HEXABIM a eu le plaisir d'interviewer Roland Le Roux, une personnalité inspirante et passionnée, Président de Citae et MBAcity. Entreprise motrice du BIM en France, MBAcity a pour vocation d'accompagner les acteurs du BTP dans leur transition numérique.

À travers cette interview, Roland Le Roux nous apporte son éclairage sur le développement du BIM en France et les enjeux pour les professionnels du secteur.


Roland Le Roux - Président Citae & MBAcity

Roland Le Roux, quel est votre parcours ?

J'ai un cursus d'ingénieur qui s'est très vite orienté vers le bâtiment et la performance énergétique. Après avoir étudié à l'École Centrale de Lyon et à KTH (université suédoise réputée pour ses programmes en lien avec l'environnement et l'énergie), je suis parti aux États-Unis dans le cadre d'un stage et y ai rapidement créé une entreprise avec deux associés. Je suis rentré en France en 2011 afin d'intégrer la société Elan, filiale de Bouygues. Au sein de Bouygues Construction, j'ai ensuite pris les rênes de l'Open Innovation, et participé à la création d'un fonds de corporate venture capital qui avait pour ambition d'accompagner les startups du BTP et de l'immobilier.

J'ai rejoint en 2018 le Groupe BTP Consultants comme Président de Citae et MBAcity. Citae est une société spécialisée dans l'assistance à maîtrise d'ouvrage sur les thématiques de l'environnement et des usages et dans le diagnostic immobilier.


MBAcity s'inscrit en tant que bâtisseur de données d'usage. Qu'est-ce que les données d'usage et quel est le lien avec le BIM ?

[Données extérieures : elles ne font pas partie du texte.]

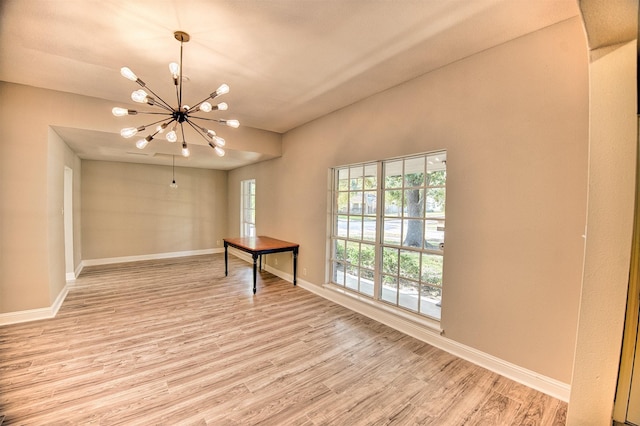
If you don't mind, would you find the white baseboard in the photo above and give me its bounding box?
[81,248,224,268]
[233,253,571,402]
[0,248,224,326]
[0,284,69,326]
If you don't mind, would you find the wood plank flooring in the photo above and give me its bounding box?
[0,254,567,426]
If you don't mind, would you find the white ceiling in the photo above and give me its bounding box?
[0,0,579,169]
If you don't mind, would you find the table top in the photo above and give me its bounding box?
[223,236,300,251]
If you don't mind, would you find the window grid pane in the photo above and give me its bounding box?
[240,179,256,237]
[331,152,446,320]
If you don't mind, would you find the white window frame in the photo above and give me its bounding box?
[240,179,256,237]
[328,151,446,321]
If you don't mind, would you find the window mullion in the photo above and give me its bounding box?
[373,161,384,300]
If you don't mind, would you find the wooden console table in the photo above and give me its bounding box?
[223,237,300,294]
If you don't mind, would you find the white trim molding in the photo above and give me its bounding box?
[0,284,69,326]
[81,248,224,268]
[233,252,571,402]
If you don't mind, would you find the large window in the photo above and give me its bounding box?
[240,179,256,237]
[331,152,446,320]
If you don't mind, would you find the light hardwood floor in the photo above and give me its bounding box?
[0,254,567,426]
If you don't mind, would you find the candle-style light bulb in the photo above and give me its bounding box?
[120,127,138,138]
[120,67,138,81]
[216,83,229,96]
[111,107,129,117]
[200,102,213,112]
[131,89,148,104]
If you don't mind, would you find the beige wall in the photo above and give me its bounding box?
[0,82,281,315]
[82,159,227,260]
[567,41,638,425]
[229,18,588,383]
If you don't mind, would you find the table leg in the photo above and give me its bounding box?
[224,241,229,277]
[293,248,298,285]
[252,253,258,294]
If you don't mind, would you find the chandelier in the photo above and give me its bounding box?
[111,31,240,157]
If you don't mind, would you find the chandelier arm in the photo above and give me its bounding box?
[185,120,215,143]
[189,115,229,123]
[178,40,184,109]
[191,96,213,109]
[139,86,173,111]
[142,118,175,128]
[136,110,173,117]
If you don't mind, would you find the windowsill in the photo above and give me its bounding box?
[323,283,443,334]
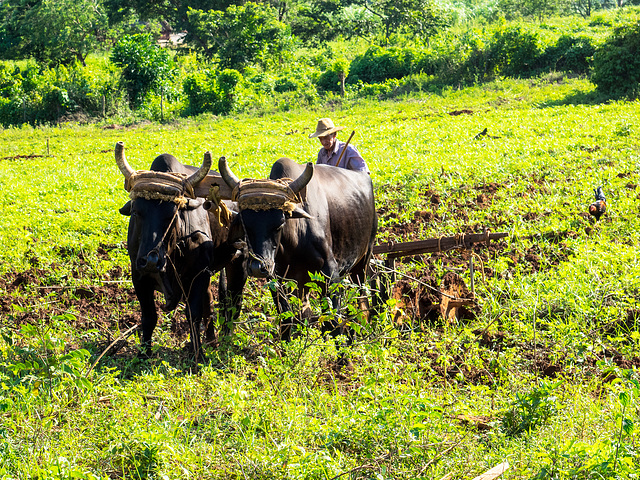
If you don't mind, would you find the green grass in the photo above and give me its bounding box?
[0,75,640,480]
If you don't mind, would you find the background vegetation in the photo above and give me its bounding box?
[0,74,640,479]
[0,0,640,480]
[0,0,640,127]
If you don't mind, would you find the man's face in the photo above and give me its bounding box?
[318,133,336,151]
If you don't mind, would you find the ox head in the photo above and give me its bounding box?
[115,142,211,303]
[218,157,313,278]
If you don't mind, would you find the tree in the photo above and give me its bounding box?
[591,23,640,98]
[0,0,108,65]
[364,0,450,43]
[111,34,174,108]
[104,0,245,30]
[185,2,293,70]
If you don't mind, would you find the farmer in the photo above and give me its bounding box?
[309,118,371,173]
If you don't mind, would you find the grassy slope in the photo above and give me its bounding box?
[0,77,640,479]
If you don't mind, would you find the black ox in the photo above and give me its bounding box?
[115,142,246,356]
[218,158,377,340]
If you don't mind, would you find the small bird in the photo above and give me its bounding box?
[589,187,607,221]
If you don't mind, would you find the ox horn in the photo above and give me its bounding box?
[289,162,313,193]
[187,152,211,187]
[115,142,133,180]
[218,157,240,190]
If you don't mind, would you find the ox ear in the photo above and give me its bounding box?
[289,207,313,218]
[118,200,131,217]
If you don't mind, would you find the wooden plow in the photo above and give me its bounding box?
[371,230,508,320]
[194,170,508,319]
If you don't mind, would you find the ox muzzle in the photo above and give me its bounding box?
[136,249,167,274]
[247,258,275,278]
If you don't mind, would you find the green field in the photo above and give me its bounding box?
[0,74,640,480]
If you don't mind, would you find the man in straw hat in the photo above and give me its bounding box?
[309,118,370,173]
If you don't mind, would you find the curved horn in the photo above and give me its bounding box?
[218,157,240,190]
[115,142,133,180]
[289,162,313,193]
[187,152,211,187]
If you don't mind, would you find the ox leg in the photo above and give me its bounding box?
[133,280,158,356]
[271,289,295,342]
[218,258,247,337]
[186,272,213,359]
[323,295,354,367]
[202,284,216,343]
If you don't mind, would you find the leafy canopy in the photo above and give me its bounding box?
[186,2,293,70]
[0,0,108,65]
[111,34,175,107]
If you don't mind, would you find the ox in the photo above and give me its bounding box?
[218,158,377,348]
[115,142,246,357]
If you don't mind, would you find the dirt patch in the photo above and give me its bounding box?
[449,108,473,117]
[391,272,480,331]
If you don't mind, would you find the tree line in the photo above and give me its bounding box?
[0,0,640,68]
[0,0,640,126]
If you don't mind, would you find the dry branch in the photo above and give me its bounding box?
[473,461,509,480]
[373,232,509,258]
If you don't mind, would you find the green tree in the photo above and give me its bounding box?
[364,0,450,43]
[591,23,640,97]
[111,34,175,108]
[0,0,108,65]
[104,0,245,31]
[186,2,293,70]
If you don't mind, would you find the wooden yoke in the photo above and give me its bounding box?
[193,170,238,200]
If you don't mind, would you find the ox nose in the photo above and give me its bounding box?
[248,259,272,278]
[137,251,162,272]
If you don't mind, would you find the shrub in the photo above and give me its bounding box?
[183,69,243,115]
[543,35,596,73]
[111,34,175,108]
[592,23,640,97]
[348,46,422,83]
[186,2,293,70]
[487,25,543,77]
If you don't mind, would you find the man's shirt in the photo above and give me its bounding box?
[317,139,370,173]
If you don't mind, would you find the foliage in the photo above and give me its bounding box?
[183,69,243,115]
[365,0,449,43]
[0,75,640,480]
[592,23,640,97]
[0,0,107,65]
[186,2,293,70]
[0,62,120,125]
[111,34,175,107]
[542,34,596,74]
[502,382,559,436]
[349,46,422,83]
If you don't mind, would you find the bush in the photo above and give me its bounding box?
[543,35,596,73]
[183,69,243,115]
[487,25,543,77]
[186,2,294,70]
[111,34,175,108]
[592,23,640,97]
[348,46,423,83]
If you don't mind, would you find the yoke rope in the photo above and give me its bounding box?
[231,178,302,213]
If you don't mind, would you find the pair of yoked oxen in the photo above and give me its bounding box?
[115,142,377,355]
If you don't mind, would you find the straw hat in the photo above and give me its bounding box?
[309,118,344,138]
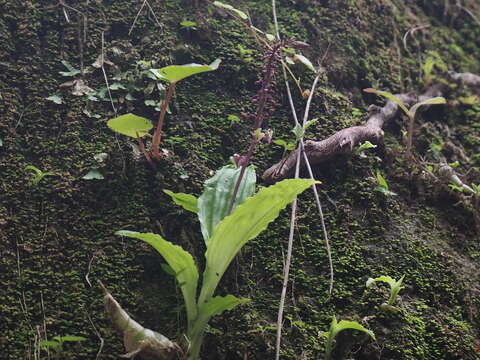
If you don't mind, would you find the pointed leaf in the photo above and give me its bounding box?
[293,54,316,71]
[107,113,153,138]
[200,295,250,318]
[408,96,447,118]
[198,166,257,245]
[363,88,408,115]
[333,320,375,340]
[54,335,87,342]
[47,95,63,105]
[213,1,248,20]
[163,190,198,214]
[366,276,395,287]
[199,179,316,306]
[115,230,198,323]
[150,59,221,83]
[82,168,105,180]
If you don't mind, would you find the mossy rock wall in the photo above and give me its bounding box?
[0,0,480,360]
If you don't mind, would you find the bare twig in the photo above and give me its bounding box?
[87,314,105,360]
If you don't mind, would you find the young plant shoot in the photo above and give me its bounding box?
[366,275,405,310]
[363,88,446,156]
[107,59,221,166]
[104,167,315,360]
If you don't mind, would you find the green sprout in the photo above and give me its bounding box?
[373,169,397,196]
[25,165,57,185]
[320,316,375,360]
[366,275,405,310]
[112,166,316,360]
[363,88,446,155]
[107,59,221,166]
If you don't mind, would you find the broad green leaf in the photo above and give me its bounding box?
[198,166,257,245]
[356,141,377,153]
[293,54,316,71]
[47,95,63,105]
[53,335,87,342]
[107,113,153,138]
[363,88,408,115]
[332,317,375,340]
[150,59,221,83]
[82,168,105,180]
[115,230,198,323]
[163,190,198,214]
[213,1,248,20]
[199,179,316,306]
[408,97,446,119]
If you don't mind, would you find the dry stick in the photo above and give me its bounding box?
[87,312,105,360]
[272,0,333,360]
[128,0,147,36]
[152,82,177,160]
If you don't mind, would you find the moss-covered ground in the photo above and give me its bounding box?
[0,0,480,360]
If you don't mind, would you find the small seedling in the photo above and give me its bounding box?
[355,141,377,154]
[25,165,57,185]
[82,153,108,180]
[366,275,405,310]
[40,335,87,359]
[373,170,397,196]
[363,88,446,155]
[104,166,316,360]
[320,316,375,360]
[107,59,221,163]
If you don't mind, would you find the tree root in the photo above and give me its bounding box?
[262,73,480,184]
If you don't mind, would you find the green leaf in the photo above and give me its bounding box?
[376,169,388,190]
[366,275,396,287]
[25,165,43,175]
[180,20,197,29]
[408,97,447,119]
[272,139,295,151]
[356,141,377,154]
[227,114,240,126]
[363,88,408,115]
[59,60,80,76]
[292,54,316,71]
[163,190,198,214]
[53,335,87,342]
[107,113,153,138]
[82,168,105,180]
[200,295,250,318]
[331,317,375,340]
[47,95,63,105]
[213,1,248,20]
[40,340,60,349]
[150,59,221,83]
[199,179,316,306]
[458,95,480,105]
[292,123,305,141]
[115,230,198,323]
[198,166,257,245]
[160,263,175,276]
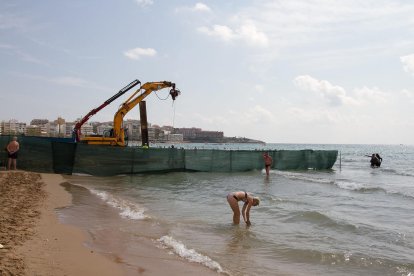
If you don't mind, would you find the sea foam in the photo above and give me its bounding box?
[157,236,227,274]
[90,189,148,220]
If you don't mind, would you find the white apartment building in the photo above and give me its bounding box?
[0,119,26,135]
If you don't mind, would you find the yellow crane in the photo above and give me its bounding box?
[81,81,180,146]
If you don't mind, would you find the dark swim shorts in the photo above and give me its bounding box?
[8,152,17,159]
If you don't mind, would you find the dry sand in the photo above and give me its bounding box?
[0,172,123,276]
[0,171,217,276]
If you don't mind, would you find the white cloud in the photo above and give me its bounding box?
[287,107,344,124]
[294,75,358,106]
[354,86,388,104]
[135,0,154,7]
[22,74,108,91]
[401,89,414,102]
[192,2,211,12]
[400,54,414,76]
[198,25,236,41]
[198,21,269,47]
[124,48,157,60]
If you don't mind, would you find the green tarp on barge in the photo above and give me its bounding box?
[0,136,338,176]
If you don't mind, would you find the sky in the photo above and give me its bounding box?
[0,0,414,144]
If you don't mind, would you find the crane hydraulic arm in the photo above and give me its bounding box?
[82,81,180,146]
[73,80,141,142]
[113,81,180,146]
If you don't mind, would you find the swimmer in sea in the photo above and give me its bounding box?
[227,191,260,226]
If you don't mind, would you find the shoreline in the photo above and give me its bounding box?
[0,171,219,276]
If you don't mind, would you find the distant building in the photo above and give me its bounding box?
[166,133,184,143]
[96,123,113,136]
[0,119,26,135]
[174,127,224,142]
[30,119,49,126]
[26,125,42,136]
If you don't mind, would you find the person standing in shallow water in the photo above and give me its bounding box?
[227,191,260,226]
[6,136,19,170]
[263,152,273,176]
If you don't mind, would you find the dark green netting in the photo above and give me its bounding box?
[0,136,338,176]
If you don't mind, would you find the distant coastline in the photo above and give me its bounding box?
[175,137,266,145]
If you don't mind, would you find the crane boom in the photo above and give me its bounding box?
[73,80,141,142]
[82,81,180,146]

Les données d'usage sont toutes les données associées à un projet que chacun renseigne pour l'usage spécifique de son métier. De l'investisseur initial à l'utilisateur final, en passant par la mairie qui octroie le permis de construire, la maîtrise d'ouvrage, les architectes, les bureaux d'études, les entreprises de construction, etc. Chaque partie prenante a un besoin spécifique de la donnée, avec des priorités différentes selon les phases du projet. Le BIM regroupe l'ensemble de ces informations et permet d'exploiter efficacement toute cette data.

Néanmoins, il ne faut pas tomber dans l'excès inverse à vouloir collecter trop de données, notamment les moins pertinentes, et à se retrouver noyé sous un flot de datas. Il faut toujours se demander « À quoi va servir cette donnée ? », « L'investissement nécessaire pour obtenir et mettre à disposition ces données sera-t-il utile et rentabilisé ? ».


Quelle est la vision de MBAcity autour du BIM ?

Nous utilisons la maquette numérique comme un support visuel de données géométriques et comme un contenant pour d'autres types de données (métadonnées). Le plus important sont in fine les données qu'elle contient et la façon de les exploiter. Ce sont elles qui apportent le plus de valeur ajoutée à un projet. Ces informations permettent à terme une bonne gestion du bâtiment tout au long de son cycle de vie, notamment pour l'exploitation-maintenance. Alors que 75 % de la chaîne de valeur d'un bâtiment est enregistrée après la réception des ouvrages, dès le démarrage d'un projet nous réfléchissons à son exploitation en gardant l'utilisateur final au cœur de nos réflexions.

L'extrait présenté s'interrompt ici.